Some of the other temporary provisions will likely (hopefully!) lapse after 2021, including the $1400-per-person rebate check. Others, such as increased premium assistance for individuals with incomes between 100 and 400 percent of the federal poverty level who purchase qualified health insurance, are on Democrats’ wish list for a permanent extension. Extending these provisions would further boost the total cost of this bill by hundreds of billions.

The table below presents an estimate of the 10-year cost of
the child-related tax provisions if they were made permanent compared to the one-year
cost of the temporary policy.

Child-Related
Tax Provisions in American Rescue Plan
1-Year
Cost ($ millions)
10-Year
Cost

($
millions)
Child Tax Credit expansion -100,800 -1,302,300
Child and Dependent Care Tax Credit
expansion
-8,600 -91,900
Earned Income Tax Credit expansion* -13,400 -138,000
Total revenue effect -122,700 -1,532,100

* I consider only the temporary EITC provisions not including the proposal to allow taxpayers to rely on 2019 income instead of 2020 income for tax year 2021.

** Author’s calculations based on estimates derived from AEI’s OSPC Tax-Calculator 3.0.0. Baseline is the law currently in place as of March 3, 2021 and provisions are assumed effective 01/01/2021.

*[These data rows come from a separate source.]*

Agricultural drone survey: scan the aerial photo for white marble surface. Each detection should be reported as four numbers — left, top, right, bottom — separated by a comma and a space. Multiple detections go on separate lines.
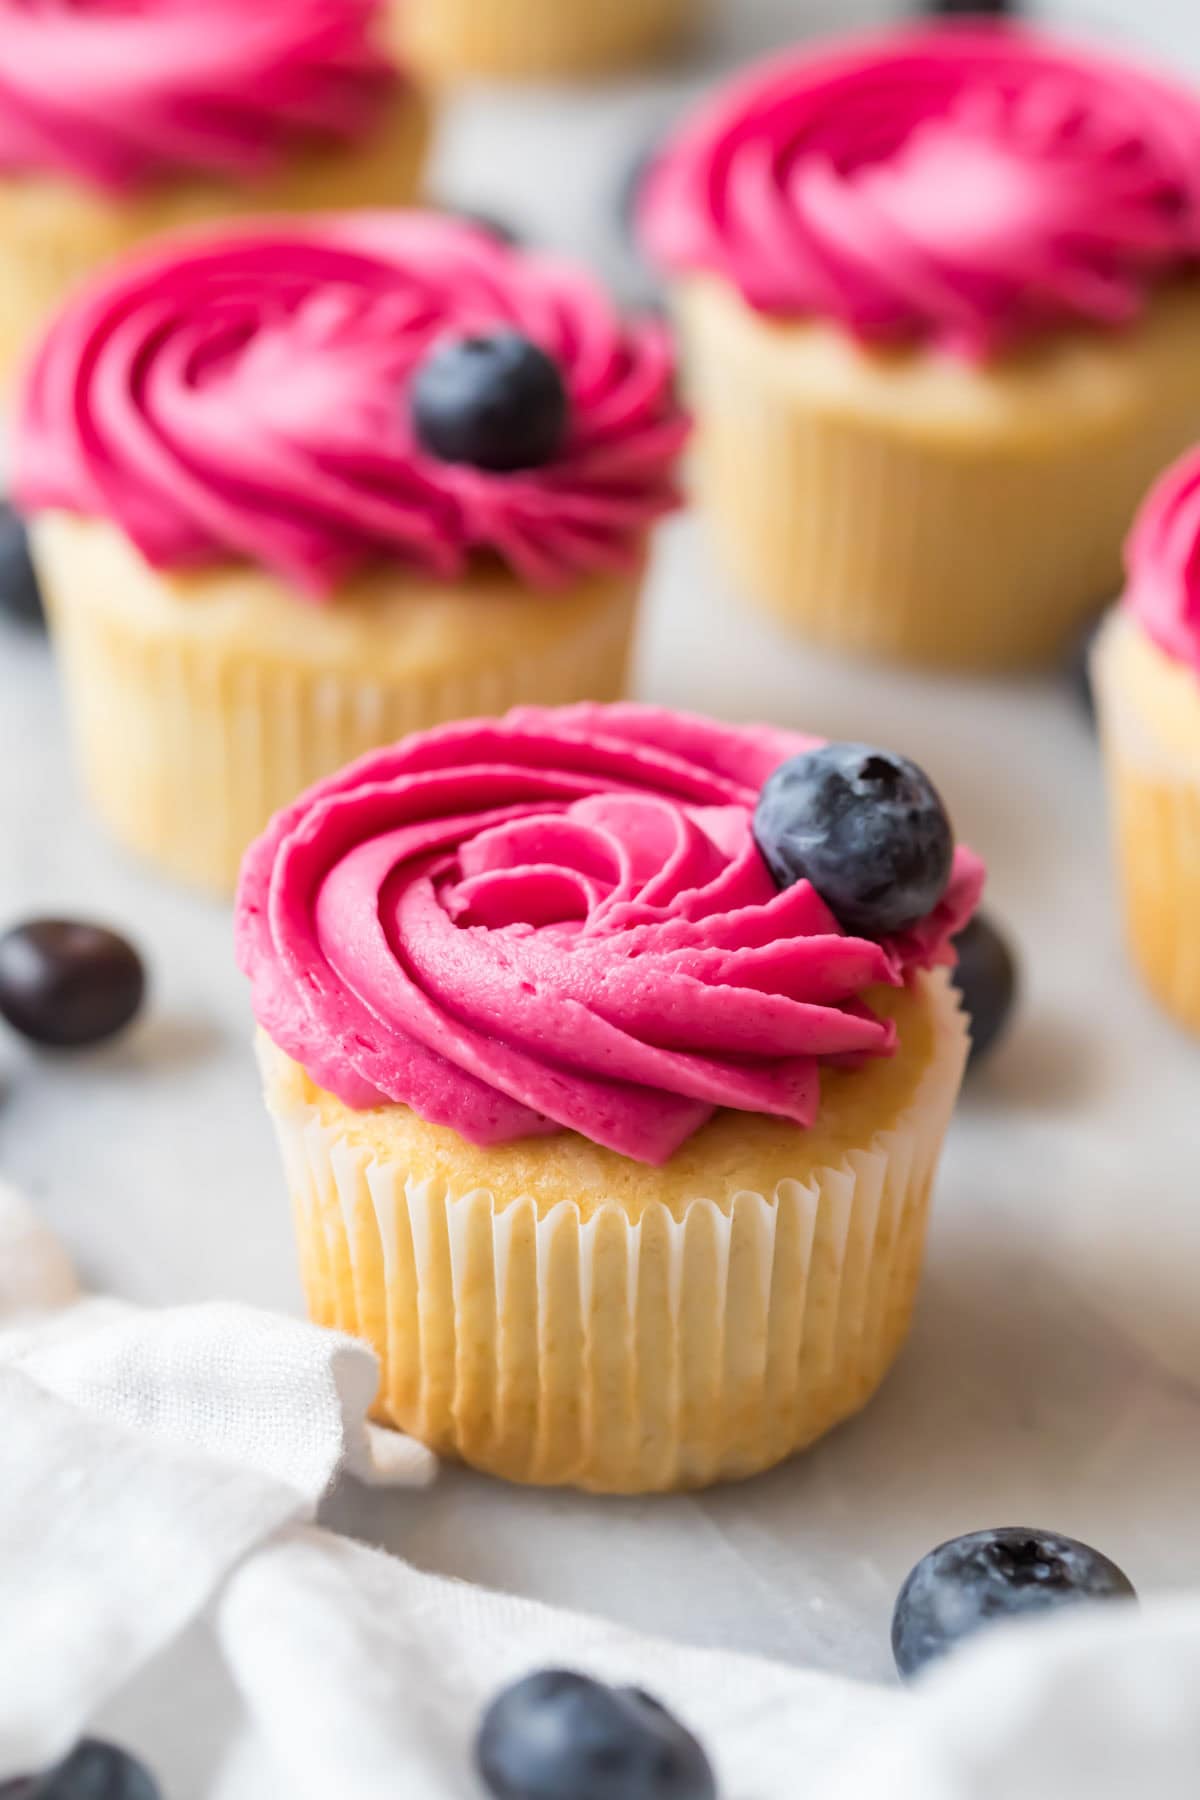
4, 0, 1200, 1711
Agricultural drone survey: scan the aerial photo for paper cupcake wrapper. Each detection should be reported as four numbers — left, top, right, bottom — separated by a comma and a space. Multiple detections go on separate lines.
394, 0, 692, 80
0, 90, 432, 408
262, 975, 968, 1494
1094, 618, 1200, 1035
37, 533, 637, 897
677, 279, 1200, 672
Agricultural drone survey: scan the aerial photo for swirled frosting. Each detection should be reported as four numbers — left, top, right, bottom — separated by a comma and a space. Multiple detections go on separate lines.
641, 25, 1200, 358
236, 705, 984, 1164
0, 1, 397, 193
1124, 448, 1200, 678
14, 213, 687, 593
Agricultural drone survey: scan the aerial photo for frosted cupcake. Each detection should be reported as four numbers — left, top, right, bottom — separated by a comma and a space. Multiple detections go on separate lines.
14, 216, 685, 895
238, 705, 984, 1492
1094, 451, 1200, 1034
641, 26, 1200, 671
394, 0, 694, 83
0, 0, 431, 402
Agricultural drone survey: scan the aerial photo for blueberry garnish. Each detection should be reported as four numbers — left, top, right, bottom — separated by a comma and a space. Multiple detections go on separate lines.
951, 913, 1018, 1070
754, 743, 954, 938
0, 1740, 161, 1799
893, 1528, 1136, 1680
0, 503, 44, 629
0, 918, 146, 1048
476, 1670, 716, 1800
412, 331, 569, 474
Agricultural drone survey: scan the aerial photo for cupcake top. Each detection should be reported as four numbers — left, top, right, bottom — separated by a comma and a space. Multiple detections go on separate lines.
235, 705, 984, 1166
0, 0, 397, 193
640, 25, 1200, 359
14, 213, 687, 594
1123, 447, 1200, 678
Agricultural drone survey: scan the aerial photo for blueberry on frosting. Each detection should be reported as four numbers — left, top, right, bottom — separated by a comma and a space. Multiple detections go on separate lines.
753, 743, 953, 938
412, 330, 569, 473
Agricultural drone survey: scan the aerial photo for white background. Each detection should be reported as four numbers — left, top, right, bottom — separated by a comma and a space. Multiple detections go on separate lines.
2, 0, 1198, 1704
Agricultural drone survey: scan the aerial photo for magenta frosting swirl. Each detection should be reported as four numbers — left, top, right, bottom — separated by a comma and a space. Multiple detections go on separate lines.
14, 213, 687, 593
1124, 447, 1200, 678
235, 704, 984, 1165
641, 25, 1200, 358
0, 0, 397, 193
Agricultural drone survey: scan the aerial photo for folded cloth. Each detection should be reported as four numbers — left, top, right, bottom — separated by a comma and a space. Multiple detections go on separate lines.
0, 1178, 1195, 1800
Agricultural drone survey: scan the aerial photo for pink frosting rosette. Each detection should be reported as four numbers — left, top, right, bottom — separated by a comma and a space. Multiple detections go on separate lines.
641, 25, 1200, 358
0, 0, 397, 192
14, 213, 687, 593
236, 704, 985, 1166
1124, 448, 1200, 678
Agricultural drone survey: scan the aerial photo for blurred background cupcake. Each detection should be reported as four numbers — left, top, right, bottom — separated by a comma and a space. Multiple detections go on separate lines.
239, 704, 983, 1492
641, 23, 1200, 671
393, 0, 698, 84
0, 0, 432, 405
1094, 448, 1200, 1035
14, 213, 686, 896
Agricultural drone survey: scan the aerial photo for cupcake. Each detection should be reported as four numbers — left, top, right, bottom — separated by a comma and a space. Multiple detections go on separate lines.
641, 26, 1200, 671
394, 0, 694, 83
14, 215, 686, 895
1094, 450, 1200, 1034
237, 705, 984, 1492
0, 0, 431, 403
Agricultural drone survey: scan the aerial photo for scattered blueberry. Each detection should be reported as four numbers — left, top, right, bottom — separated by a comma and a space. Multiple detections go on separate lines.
951, 913, 1018, 1069
893, 1528, 1136, 1680
0, 504, 44, 629
449, 206, 523, 247
0, 1741, 161, 1799
754, 743, 954, 938
618, 132, 665, 254
1067, 614, 1105, 728
412, 331, 569, 474
0, 919, 146, 1048
927, 0, 1017, 13
476, 1670, 716, 1800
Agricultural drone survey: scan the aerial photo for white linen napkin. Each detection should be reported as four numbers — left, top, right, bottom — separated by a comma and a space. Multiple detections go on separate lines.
0, 1178, 1195, 1800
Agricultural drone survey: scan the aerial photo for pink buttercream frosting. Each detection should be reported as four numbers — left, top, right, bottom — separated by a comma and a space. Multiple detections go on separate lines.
14, 213, 687, 593
640, 25, 1200, 359
1124, 448, 1200, 678
0, 0, 397, 193
235, 704, 985, 1165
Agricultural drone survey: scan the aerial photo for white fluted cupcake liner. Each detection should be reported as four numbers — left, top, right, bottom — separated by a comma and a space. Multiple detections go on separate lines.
1094, 612, 1200, 1033
677, 276, 1200, 671
259, 972, 968, 1493
395, 0, 693, 81
33, 513, 639, 895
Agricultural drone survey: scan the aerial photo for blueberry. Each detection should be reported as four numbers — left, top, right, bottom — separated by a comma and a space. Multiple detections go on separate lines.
450, 206, 523, 246
927, 0, 1017, 13
1067, 614, 1104, 728
753, 743, 954, 938
0, 919, 146, 1048
618, 132, 665, 253
412, 331, 569, 474
476, 1670, 716, 1800
893, 1528, 1136, 1680
0, 1740, 161, 1799
0, 503, 44, 629
951, 913, 1018, 1070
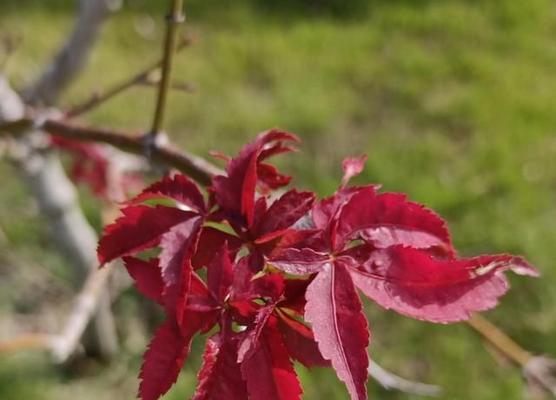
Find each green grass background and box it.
[0,0,555,399]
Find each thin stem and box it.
[467,314,532,366]
[67,36,192,118]
[150,0,185,138]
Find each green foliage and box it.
[1,0,555,399]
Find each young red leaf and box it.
[341,155,368,188]
[97,205,196,265]
[241,321,303,400]
[191,227,242,269]
[123,257,163,305]
[138,318,193,400]
[192,334,248,400]
[305,262,370,400]
[349,246,538,323]
[212,129,298,226]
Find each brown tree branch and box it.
[150,0,185,138]
[0,116,222,185]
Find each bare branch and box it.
[150,0,185,138]
[369,360,442,397]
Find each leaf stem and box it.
[467,314,531,366]
[150,0,185,139]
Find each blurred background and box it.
[0,0,555,399]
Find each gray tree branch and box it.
[1,0,119,360]
[23,0,112,106]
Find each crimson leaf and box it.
[349,246,538,323]
[97,205,196,265]
[305,262,370,400]
[139,318,192,400]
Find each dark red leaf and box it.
[130,173,206,213]
[280,278,311,313]
[277,313,329,368]
[251,273,285,301]
[192,334,248,400]
[241,320,303,400]
[349,246,538,323]
[191,227,242,269]
[257,162,292,191]
[138,318,193,400]
[305,262,370,400]
[256,189,316,237]
[97,205,196,265]
[123,257,163,305]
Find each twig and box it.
[137,76,195,94]
[66,36,192,118]
[369,360,441,397]
[149,0,185,139]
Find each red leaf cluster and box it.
[98,130,538,400]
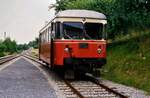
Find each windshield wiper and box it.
[64,30,72,39]
[83,27,92,39]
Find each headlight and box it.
[64,47,69,52]
[97,48,102,54]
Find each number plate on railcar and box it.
[79,43,88,49]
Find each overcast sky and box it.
[0,0,56,44]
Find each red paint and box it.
[53,40,106,66]
[39,39,106,67]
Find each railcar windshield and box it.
[63,22,84,39]
[63,22,104,40]
[84,23,103,40]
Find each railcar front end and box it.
[53,21,107,73]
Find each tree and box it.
[28,38,39,49]
[0,42,6,57]
[17,44,29,52]
[54,0,150,39]
[3,38,17,53]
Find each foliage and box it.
[0,41,6,57]
[28,38,39,49]
[102,31,150,92]
[2,38,17,53]
[17,37,39,52]
[0,37,39,57]
[0,38,17,57]
[55,0,150,39]
[0,38,17,53]
[17,44,29,52]
[0,42,6,52]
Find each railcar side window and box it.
[84,23,103,40]
[39,34,42,44]
[44,30,47,42]
[41,33,43,43]
[43,31,46,42]
[55,22,61,39]
[51,22,55,39]
[46,29,49,42]
[44,32,46,42]
[48,27,51,41]
[41,33,44,43]
[47,29,49,42]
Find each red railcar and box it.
[39,10,107,75]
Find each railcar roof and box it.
[56,10,106,19]
[39,10,107,33]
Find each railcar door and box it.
[50,22,62,68]
[50,22,55,68]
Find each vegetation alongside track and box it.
[102,30,150,93]
[0,37,38,57]
[0,38,17,57]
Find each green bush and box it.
[102,32,150,93]
[55,0,150,39]
[0,52,5,57]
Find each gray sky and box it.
[0,0,56,44]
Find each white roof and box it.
[56,10,106,19]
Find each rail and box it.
[63,78,128,98]
[0,55,19,65]
[86,74,128,98]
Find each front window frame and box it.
[61,21,106,40]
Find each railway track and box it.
[0,55,19,65]
[24,54,128,98]
[60,78,128,98]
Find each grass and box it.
[0,52,18,57]
[101,31,150,93]
[0,52,13,57]
[31,48,39,57]
[0,52,5,57]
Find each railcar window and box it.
[43,32,45,43]
[47,29,49,42]
[46,29,49,42]
[44,31,46,43]
[84,23,103,39]
[42,32,44,43]
[40,34,42,43]
[45,30,46,42]
[55,22,61,39]
[48,27,51,41]
[51,23,54,31]
[41,33,43,43]
[63,22,84,39]
[51,23,55,39]
[43,31,45,43]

The merits of these policies can all be fairly debated (see here for one in-depth review of the tax benefits of parenthood and here for an important explanation of the CDCTC), but the likely fiscal impact needs to be rightly recognized. While many policy experts and politicians debate if $1.9 trillion is too much or just right, the reality is enacting this legislation will lead to an annual increase in the federal deficit of near $200 billion annually by the end of the decade. It should not surprise us that Democrats are leveraging the gamesmanship opportunities of budget reconciliation, and we should remember that they learned some of these strategies from Republicans!